I heard from Akin recently via email. This was some of what he had to say:
“… Have you heard of a program called America Reads? I just got placed in a school in Harlem working in a program equivalent to SED. I met with the principal and I told him about my previous experiences with this kind of work. Charis, I knew how strong Urban’s program was when I was there but lately I’ve been piecing everything together. It had little to do with “community service.” I never just gave service to some screwed up community that needed MY help. We did something bigger than ‘helping out the community.’ It was more of a mutual connection with a part of MY community. I was thinking about how lucky it was that I met Calvin. He literally changed my life. I was just there to tell him that there is a way out, even though that tunnel might seem long and weary, and really dark, with no lights, and where roses hardly ever rise because a rose cannot grow from concrete. Hopefully, my message to him was received; that he could be that one rose slips through and finds light between the crevices of the cement.”
One last example of a student incorporating the gifts of Community Service Learning into her first year of college is Anna. She is pursuing her dream of working in veterinary medicine. I asked her to speak about her experience with our program and what she took away from it.
“Community Service Learning gave us all a chance to experience a taste of what the real world is like. It starts with unreturned phone calls and the frustration of convincing someone that even though I am not quite eighteen, I am responsible, I care, and most of all that I can do it. I worked at a non-profit veterinary clinic. At first I got to clean litter boxes and walk dogs. Quickly, as the people got to know and trust me, I started inheriting more responsibilities. After working there for two years, I now talk to pet owners, give shots, and am still trying to perfect the art of taking blood. Having people trust me made me trust myself more than I thought I could. As much as animals were the main reason I volunteered at the clinic, the people I met and worked with made my experience intense and life-changing. Above all, I believe that the program gave each student the possibility to find a passion or an interest and pursue that passion to its fullest. Not only that, but the program gave students the freedom and power to shape those experiences themselves.”

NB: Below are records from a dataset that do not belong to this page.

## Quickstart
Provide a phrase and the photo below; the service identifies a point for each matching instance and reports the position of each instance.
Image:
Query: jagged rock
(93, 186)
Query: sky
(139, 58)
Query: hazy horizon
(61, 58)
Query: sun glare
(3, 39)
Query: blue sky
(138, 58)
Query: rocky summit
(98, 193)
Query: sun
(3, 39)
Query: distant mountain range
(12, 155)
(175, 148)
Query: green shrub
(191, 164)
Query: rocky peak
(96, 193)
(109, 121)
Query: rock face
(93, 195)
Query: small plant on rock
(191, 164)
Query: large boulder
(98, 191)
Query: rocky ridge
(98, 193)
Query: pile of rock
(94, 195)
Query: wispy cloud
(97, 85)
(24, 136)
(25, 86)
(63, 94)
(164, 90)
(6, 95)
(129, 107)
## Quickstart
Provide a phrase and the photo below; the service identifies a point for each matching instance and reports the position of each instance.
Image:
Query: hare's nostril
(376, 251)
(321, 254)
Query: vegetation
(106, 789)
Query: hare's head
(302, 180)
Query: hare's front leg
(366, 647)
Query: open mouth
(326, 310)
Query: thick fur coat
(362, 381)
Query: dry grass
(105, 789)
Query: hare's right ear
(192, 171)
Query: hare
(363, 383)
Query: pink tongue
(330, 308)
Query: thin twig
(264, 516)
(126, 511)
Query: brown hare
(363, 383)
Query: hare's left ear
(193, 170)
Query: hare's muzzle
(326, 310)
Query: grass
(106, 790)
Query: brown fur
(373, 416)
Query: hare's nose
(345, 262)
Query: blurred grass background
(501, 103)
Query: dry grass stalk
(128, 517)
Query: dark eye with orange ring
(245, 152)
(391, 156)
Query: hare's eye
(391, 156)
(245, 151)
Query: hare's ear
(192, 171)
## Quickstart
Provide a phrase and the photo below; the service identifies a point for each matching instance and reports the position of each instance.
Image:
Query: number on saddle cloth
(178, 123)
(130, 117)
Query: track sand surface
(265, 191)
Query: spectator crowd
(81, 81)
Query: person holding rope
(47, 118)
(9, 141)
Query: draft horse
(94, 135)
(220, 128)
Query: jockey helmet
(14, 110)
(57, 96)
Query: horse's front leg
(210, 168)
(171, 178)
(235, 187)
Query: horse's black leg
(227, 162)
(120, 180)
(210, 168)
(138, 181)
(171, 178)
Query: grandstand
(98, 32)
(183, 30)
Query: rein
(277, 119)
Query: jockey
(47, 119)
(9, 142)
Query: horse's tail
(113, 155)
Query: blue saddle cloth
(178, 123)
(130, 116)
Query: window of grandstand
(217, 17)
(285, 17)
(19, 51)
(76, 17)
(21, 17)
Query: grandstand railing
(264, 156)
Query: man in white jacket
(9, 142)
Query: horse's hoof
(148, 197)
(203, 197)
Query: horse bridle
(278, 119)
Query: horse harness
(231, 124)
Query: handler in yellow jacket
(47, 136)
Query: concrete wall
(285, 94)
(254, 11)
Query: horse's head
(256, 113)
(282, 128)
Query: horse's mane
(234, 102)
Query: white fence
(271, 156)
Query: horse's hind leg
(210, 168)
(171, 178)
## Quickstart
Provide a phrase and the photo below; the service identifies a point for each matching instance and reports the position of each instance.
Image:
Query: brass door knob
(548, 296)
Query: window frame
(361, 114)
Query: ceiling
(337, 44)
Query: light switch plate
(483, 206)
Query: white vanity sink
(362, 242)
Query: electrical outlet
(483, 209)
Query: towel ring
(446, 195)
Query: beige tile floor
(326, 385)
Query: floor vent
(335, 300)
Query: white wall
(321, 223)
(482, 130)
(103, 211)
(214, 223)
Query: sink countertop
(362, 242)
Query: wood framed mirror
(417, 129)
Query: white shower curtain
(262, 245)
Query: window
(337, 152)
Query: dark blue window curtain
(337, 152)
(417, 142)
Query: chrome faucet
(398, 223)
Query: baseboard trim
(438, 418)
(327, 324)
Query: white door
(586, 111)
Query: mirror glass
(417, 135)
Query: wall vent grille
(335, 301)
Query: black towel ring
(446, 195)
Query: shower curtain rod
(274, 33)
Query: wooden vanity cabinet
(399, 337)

Students and families believe that putting all their emphasis on academics will give them more options for college, and therefore, somehow, more preparation for life. However, this perception is false on many levels. Service learning does what academic classes cannot: allow students to test, explore, and apply what they are learning in the classroom. They get concrete evidence of the universal reciprocity of the learning process—e.g.: “I give of myself, I receive skills and knowledge in return.” And, this application is occurring in a safe and nurturing environment. If we allow those opportunities to vanish, we are providing a limited education. I am tired of meeting medical students who never set foot in a hospital until graduate school, learning only then that they hated medicine. On the other hand, I rejoice every time a student comes leaping into my office in the fall saying, “I want to be a doctor!” And then bounds into my office in the spring saying, “but not in the ER—in pediatrics!” High schools are a place to experiment with passions and talents both in and out of the academic classroom. The challenge for independent schools is to continue to create opportunities for that process to occur.